Há um padrão que se repete em “Vizinhos”, já visto nesta edição do Circos – Festival Internacional Sesc de Circo no espetáculo “Um Café da Manhã”. Novamente estão o homem e a mulher em cena a cumprir suas atividades diárias e representar por meio de números circenses o doce e o amargo de uma relação. O caráter arquetípico dessa estrutura em comum requer uma afinação entre intenções e movimentos, além de alguma ruptura de expectativa do desenho modelar de um vínculo a dois, para superar a trivialidade e o esquematismo da equação “casal se conhece, se ama, briga e se separa”.
“Um Café…”, embora siga milimetricamente essa conta, faz o casamento das ações corporais à narrativa da vida por meio de metáforas sugestivas, mas bastante claras, das quais é possível depreender uma história delineada. “Vizinhos” já se move por uma dramaturgia mais aberta e difusa. Apesar de o título atribuir aos performers Maíra Campos e Daniel Pedro a relação de moradores de um espaço contíguo, as fronteiras não evidentes e a comunicação restrita à pantomima deixam o que se vê em cena no limite de uma relação de casal, para a qual de fato evolui.

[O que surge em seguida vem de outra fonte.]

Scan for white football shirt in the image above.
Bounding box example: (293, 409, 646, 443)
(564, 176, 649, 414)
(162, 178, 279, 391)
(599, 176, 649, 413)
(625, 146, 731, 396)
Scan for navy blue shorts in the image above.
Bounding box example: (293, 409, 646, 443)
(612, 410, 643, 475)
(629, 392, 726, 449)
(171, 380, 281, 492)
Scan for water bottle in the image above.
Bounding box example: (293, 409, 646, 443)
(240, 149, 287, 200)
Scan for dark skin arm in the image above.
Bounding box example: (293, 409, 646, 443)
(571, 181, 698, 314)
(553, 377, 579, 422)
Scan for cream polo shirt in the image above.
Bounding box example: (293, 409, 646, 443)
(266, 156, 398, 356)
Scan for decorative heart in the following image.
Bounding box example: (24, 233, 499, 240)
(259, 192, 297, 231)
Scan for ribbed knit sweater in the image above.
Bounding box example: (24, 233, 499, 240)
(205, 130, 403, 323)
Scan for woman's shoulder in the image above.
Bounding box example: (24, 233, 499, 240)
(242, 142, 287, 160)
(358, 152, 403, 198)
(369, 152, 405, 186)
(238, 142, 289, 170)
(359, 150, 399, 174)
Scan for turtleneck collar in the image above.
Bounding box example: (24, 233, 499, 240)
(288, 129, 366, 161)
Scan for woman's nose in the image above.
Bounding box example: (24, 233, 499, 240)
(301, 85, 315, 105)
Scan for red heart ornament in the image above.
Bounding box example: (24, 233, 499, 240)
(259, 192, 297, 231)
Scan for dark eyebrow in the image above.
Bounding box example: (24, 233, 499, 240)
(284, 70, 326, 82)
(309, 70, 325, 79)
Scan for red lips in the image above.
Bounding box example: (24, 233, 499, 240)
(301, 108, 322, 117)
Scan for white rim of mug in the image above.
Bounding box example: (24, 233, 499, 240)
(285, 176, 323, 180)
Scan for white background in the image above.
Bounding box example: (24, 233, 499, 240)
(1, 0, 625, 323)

No início a teatralidade é determinante do modo como cada um ingressa em cena investido de um personagem, num registro cotidiano que até estranha a corda amarrada no meio do apartamento. A cena só recusa o realismo pela decupagem de movimentos em marcação sincopada ditada pela música, a dança então prepondera entre as artes do corpo em jogo. Mas o elemento circense já se revela em detalhes, como a sombra na forma de uma lona de picadeiro projetada ao fundo e os cabelos armados de Maíra, uma imagem clownesca, assim como nas pequenas subversões de modos extracotidianos de realizar atividades como comer macarrão.
A arte circense explode quando a dupla envereda pelo equilibrismo e o corpo dela assume formas esculturais suspenso sobre a base de apoio dele, em momentos de intensa plasticidade. Logo se percebe que o espetáculo do projeto Artinerant’s está menos interessado na grande narrativa do que em compor breves momentos de representação da interação relacional entremeados pela demonstração da habilidade circense.
Disparados por ações teatralizadas, como o trocar de roupa sobre a corda-bamba, os números se estendem até que se desfaça o laço com a motivação originária e reste, em primeiro plano, a técnica. O desenho das ações, então mais impreciso, destitui-se do potencial simbólico. Vemos como Maíra é capaz de realizar uma abertura total de pernas sobre a corda bamba, girar em torno do eixo do quadril ou escorregar sobre o fio suspenso, por exemplo. O risco, a flexibilidade, a destreza e o equilíbrio sobrepõem outros sentidos possíveis.
Pode-se dizer que assim o circo ganha certa autonomia, sem que a dança e o teatro o sujeitem. Ao mesmo tempo, entretanto, está limitado a esses bolsões como respiros antidramáticos, numa estrutura que se tornará mais tributária da narrativa fabular em sua etapa final. Músicas como a versão flamenco-melancólica de “Você não Vale Nada”, cantada por Tiê, redimensionam a cena para um figurativismo atribuidor de sentidos imediatos, ao que o uso de máscaras como a de gado e de coelho convertem em uma atmosfera nonsense.
Depois de um início potente pela relação corpo-tempo-espaço-som, e certa indefinição posterior entre assumir a autonomia circense, investir na fábula ou encontrar o justo entrelaçamento de ambos, esse traço surreal confere novo vigor ao espetáculo, aquela ruptura com o esquema-padrão do romance à qual se fez menção no início deste texto – e ainda adiciona uma camada de humor.
Tal atmosfera se desfaz, contudo, perante a intrusão de uma gravação que comenta levianamente a relação conjugal entre Jean-Paul Sartre e Simone de Beauvoir, reduzindo os dois à anedota de amantes libertinos e cruéis – e nisso desconsidera em absoluto a produção intelectual de ambos que está intimamente ligada à esfera da sexualidade e da liberdade. Com essa recusa à complexidade do pensamento, a simplificação do comportamento do célebre casal se insere como uma legenda que tentará fechar os sentidos de leitura do espetáculo. Ainda em off, uma frase como “o ser humano só se safará se ao passar a mão no rosto reconhecer a própria hediondez” não encontra sustentação no que se viu até então em cena, e ainda aponta para uma desnecessária conclusão moralizante.
*Espetáculo visto em junho de 2015, em São Paulo.